Career Insights

Por Melissa Afonso, Associate Director do Career Development Center do IESE Business School

Sabe aquela frase que gruda na sua cabeça, e você acaba repetindo por anos? Pois é. Sem dúvidas, a que eu mais falo, seja em apresentações ou em conversas de aconselhamento de carreira, é: “O como devora o o quê no café da manhã” — parafraseando, com licença poética, a frase icônica atribuída a Peter Drucker: “Culture eats strategy for breakfast”.

E não é à toa. Muitos ainda entram em uma empresa considerando o que devem fazer, importando-se apenas com a sua função, com a remuneração e com o nome da companhia, esquecendo de investigar o ingrediente mais importante da receita: a cultura, a forma como aquela empresa opera no dia a dia.
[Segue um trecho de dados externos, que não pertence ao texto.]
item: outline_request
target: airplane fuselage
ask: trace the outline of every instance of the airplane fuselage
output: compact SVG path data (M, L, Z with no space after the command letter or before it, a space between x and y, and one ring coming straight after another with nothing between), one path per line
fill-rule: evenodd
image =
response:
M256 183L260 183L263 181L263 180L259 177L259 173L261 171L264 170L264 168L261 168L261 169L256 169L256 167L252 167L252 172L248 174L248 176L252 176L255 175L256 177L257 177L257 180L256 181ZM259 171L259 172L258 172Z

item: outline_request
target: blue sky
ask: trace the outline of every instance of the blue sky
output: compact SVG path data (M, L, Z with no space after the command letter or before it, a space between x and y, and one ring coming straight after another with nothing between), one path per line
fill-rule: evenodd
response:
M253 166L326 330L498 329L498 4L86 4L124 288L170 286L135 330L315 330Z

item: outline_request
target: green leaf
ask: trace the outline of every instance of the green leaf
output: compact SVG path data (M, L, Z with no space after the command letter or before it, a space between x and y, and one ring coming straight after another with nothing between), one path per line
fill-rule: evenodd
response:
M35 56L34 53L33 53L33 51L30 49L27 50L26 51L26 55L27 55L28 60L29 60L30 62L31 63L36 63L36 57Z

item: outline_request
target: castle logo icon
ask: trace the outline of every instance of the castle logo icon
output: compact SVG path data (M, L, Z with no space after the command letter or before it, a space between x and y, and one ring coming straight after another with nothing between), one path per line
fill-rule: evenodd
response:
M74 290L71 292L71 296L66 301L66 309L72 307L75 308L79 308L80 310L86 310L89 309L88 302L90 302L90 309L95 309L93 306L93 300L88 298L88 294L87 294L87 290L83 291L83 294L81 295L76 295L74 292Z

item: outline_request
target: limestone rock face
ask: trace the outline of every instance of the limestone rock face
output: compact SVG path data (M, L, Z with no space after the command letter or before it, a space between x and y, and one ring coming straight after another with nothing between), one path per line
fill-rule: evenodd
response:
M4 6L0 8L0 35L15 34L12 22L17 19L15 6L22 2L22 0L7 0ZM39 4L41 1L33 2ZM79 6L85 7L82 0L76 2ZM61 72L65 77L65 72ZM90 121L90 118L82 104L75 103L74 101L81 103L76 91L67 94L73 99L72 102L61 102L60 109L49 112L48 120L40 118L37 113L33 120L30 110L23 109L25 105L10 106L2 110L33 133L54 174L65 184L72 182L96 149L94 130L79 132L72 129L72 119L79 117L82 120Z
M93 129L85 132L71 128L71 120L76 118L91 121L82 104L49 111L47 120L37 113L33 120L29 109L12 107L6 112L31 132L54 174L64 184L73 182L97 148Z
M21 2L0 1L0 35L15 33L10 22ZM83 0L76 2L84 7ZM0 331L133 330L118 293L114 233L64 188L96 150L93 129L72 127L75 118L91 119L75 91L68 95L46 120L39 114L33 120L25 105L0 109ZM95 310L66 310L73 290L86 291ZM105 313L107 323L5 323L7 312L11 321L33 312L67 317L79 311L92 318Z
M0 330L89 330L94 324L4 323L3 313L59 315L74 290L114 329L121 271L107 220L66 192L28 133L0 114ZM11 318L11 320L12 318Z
Então, logo no primeiro café na copa com os colegas de trabalho, a dúvida surge: “O que eu estou fazendo aqui?”. Com o tempo, a frustração chega, e é justamente nesse momento que me procuram como orientadora de carreiras, buscando entender onde foi que se perderam.

Com frequência, o motivo da dúvida está em um desalinhamento entre os valores pessoais e os valores da empresa. Muitas vezes, esse desalinhamento não se revela nos grandes conflitos ou na tomada de uma decisão estratégica, e sim nas pequenas situações cotidianas.

Por exemplo, no fim do expediente. Já são 18h00, mas, olhando ao redor, algo te faz pensar que talvez seja melhor esperar mais um pouco antes de ir embora. Pronto. Ninguém precisou dizer nada. Está claro que “sair no horário” não é uma atitude bem-vista naquele ambiente.

Isso é cultura: o conjunto invisível de mensagens, sinais e códigos que molda o que é aceitável ou não. Ela nem sempre te diz o que fazer — mas deixa muito claro o que não fazer e como não fazer!

Mas, se a cultura de uma organização é um aspecto tão sutil e interno, como descobrir seus pormenores antes de começar em uma nova posição? Essa é a pergunta que eu mais ouço e a qual eu sempre respondo: “converse com alguém que está ou já esteve na companhia onde você pretende trabalhar”.

Mas atenção! Quem ainda está na empresa pode medir palavras; por outro lado, quem já saiu, em geral, fala com mais liberdade e verdade. São as pessoas que já estão vivenciando outras oportunidades que irão te dizer:

– Se o jogo é “na bola” ou “na canela”.

– Se a empresa promove colaboração ou competição interna.

– Se as metas são qualitativas e/ou quantitativas.

– Se a flexibilidade da descrição do cargo é real ou só “pra inglês ver”.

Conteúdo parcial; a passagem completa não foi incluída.